Matter of fact

University of California, Irvine physicist Henry Sobel has devoted his adult life to studying neutrinos – mysterious subatomic particles essential to our understanding of matter and the universe.

So he was thrilled and honored to be flown to Stockholm by the Royal Swedish Academy of Sciences in December to attend the 2015 Nobel Prize in physics award ceremony. The prize was shared by Takaaki Kajita of Japan and Arthur McDonald of Canada for their roles in the discovery of a phenomenon known as neutrino oscillation.

“It was an amazing experience and a unique moment to celebrate the tremendous advances that have been made in the study of the neutrino,” Sobel says.

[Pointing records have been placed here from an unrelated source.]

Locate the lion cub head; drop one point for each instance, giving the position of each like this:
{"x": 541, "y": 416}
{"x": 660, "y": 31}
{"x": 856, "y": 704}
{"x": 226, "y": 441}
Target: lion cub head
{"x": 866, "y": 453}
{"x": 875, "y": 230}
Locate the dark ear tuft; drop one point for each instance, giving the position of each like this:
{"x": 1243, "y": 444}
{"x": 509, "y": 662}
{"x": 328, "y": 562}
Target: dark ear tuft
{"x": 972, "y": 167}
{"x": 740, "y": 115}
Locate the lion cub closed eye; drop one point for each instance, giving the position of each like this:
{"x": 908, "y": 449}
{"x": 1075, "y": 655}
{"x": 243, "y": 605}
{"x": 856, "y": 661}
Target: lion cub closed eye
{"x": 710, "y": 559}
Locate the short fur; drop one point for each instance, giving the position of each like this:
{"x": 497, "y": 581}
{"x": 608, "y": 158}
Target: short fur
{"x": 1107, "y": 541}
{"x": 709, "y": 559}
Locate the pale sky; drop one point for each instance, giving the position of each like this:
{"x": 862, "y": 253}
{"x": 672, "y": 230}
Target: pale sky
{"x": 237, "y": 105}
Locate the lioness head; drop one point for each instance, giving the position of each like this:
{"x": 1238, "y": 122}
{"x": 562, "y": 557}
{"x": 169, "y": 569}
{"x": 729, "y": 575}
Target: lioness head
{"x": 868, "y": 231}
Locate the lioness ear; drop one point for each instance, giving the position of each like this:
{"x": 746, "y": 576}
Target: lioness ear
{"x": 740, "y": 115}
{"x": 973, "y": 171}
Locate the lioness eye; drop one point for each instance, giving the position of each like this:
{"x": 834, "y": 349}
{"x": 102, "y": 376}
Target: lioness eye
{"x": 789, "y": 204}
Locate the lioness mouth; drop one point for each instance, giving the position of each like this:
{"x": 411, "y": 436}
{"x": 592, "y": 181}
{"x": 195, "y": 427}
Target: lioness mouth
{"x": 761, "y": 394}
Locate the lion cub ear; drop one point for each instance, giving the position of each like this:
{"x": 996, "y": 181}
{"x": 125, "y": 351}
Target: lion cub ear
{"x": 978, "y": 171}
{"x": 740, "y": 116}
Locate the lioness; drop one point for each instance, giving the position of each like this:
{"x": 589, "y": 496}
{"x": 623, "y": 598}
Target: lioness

Neutrino oscillation was also the subject of research by five teams – representing institutions in Canada, China, Japan and the U.S. – sharing the 2016 Breakthrough Prize in Fundamental Physics, announced in late 2015. Sobel group members are on two of the winning teams and shared in a portion of the prize money.

“Neutrinos are the most copious matter particles in the universe and played an important part in its formation,” Sobel says. “They’re also being produced in places like our sun, the stars and supernovae and can be used to study these objects in a way that’s not possible with other means.”

Frederick Reines, founding dean of UCI’s School of Physical Sciences and Sobel’s mentor, won the 1995 Nobel Prize in physics for discovering neutrinos. And detecting the specks, which are orders of magnitude smaller than electrons, is no easy task.

“The rarest kind of solar neutrinos, the ones that have the highest energy – about 6 million of them per second pass through your thumbnail,” says Michael Smy, staff researcher in Sobel’s lab. “These particles are much smaller than even nucleons. It’s very hard to observe them. You need a great many to increase your chances of catching just one. That’s why we have these huge underground detectors.”

Japan’s Super-Kamiokande, in which UCI is a major partner and which was used by the recent Nobel laureates, is one such device. Using 10,000 photomultiplier tubes submerged in over 50 kilotons of aggressively purified water, the Super-K enables physicists to study atmospheric neutrinos that shower down from above, as well as particles that reach the detector after traveling through our planet. The Super-K is also on the receiving end of multinational experiments in which neutrino beams are launched by particle accelerators at separate facilities more than 250 kilometers away in eastern Japan.

Canada’s Sudbury Neutrino Observatory, operational from 1999 through 2006, was based on a system invented by UCI physicist Herb Chen, who died before he had an opportunity to see data from its detector. The complex apparatus consisted of 9,600 photomultiplier tubes submerged in more than 1,000 tons of heavy water.

“The Sudbury and Super-K experiments contributed to physicists’ understanding of neutrino oscillation, in which one kind of neutrino turns into a different kind,” Smy says.

“There are three different types: electron neutrinos, muon neutrinos and tau neutrinos,” Sobel says. “Along with other fundamental particles, they’re part of the basic constituents of matter, and they’re turning out to be much more complicated than we originally thought.”

Neutrino oscillation is “allowed by the laws of quantum mechanics, and it established that neutrinos must have mass. Before then, neutrinos were thought of as massless,” Smy says. “It’s a big deal because people for a long time have tried to find a crack in that standard model to give us a glimpse of the fundamental underlying theories.”

Sobel and his colleagues are also members of large international teams working on two next-generation projects. One involves a liquid argon-based detector in a South Dakota gold mine that will be a target for a neutrino beam from the Fermi National Accelerator Laboratory outside Chicago. Detectors are placed deep beneath the Earth’s surface, often in decommissioned mines, to shield them from cosmic rays and other noise that can interfere with signals from desired particles.

The other project is an expansion of the Super-K to be named the Hyper-Kamiokande because it will hold more than a megaton of purified water and over 100,000 photomultiplier tubes, a 20-fold increase over the existing detector.

“We’re trying to find new faculty members to come in and take over when I eventually retire,” says Sobel, who has been at UCI since 1969. “I want to have some overlap.”

More personnel are needed as the lab’s involvement deepens in the intensive research projects. Fortunately, when it comes to recruiting talent, the Sobel team has an advantage over its competitors: a peerless history in experimental particle physics dating back to Reines’ work.

“UCI is world-famous because of our neutrino program, and it all started with Fred Reines,” says Sobel, who studied under him as a graduate student at the Case Institute of Technology in the mid-1960s.

Sobel was with his mentor in 1965 for the initial observation of atmospheric neutrinos, components of the shower of particles that occurs when protons in cosmic rays collide with oxygen and nitrogen atoms in Earth’s atmosphere.

The discovery was made at the bottom of a gold mine in South Africa. That early-generation subsurface device led the way for other projects, most of which have involved UCI scientists and technicians.

“Everybody knows the name Fred Reines, so you feel a responsibility to keep up the excellent work of the program he started,” Sobel says.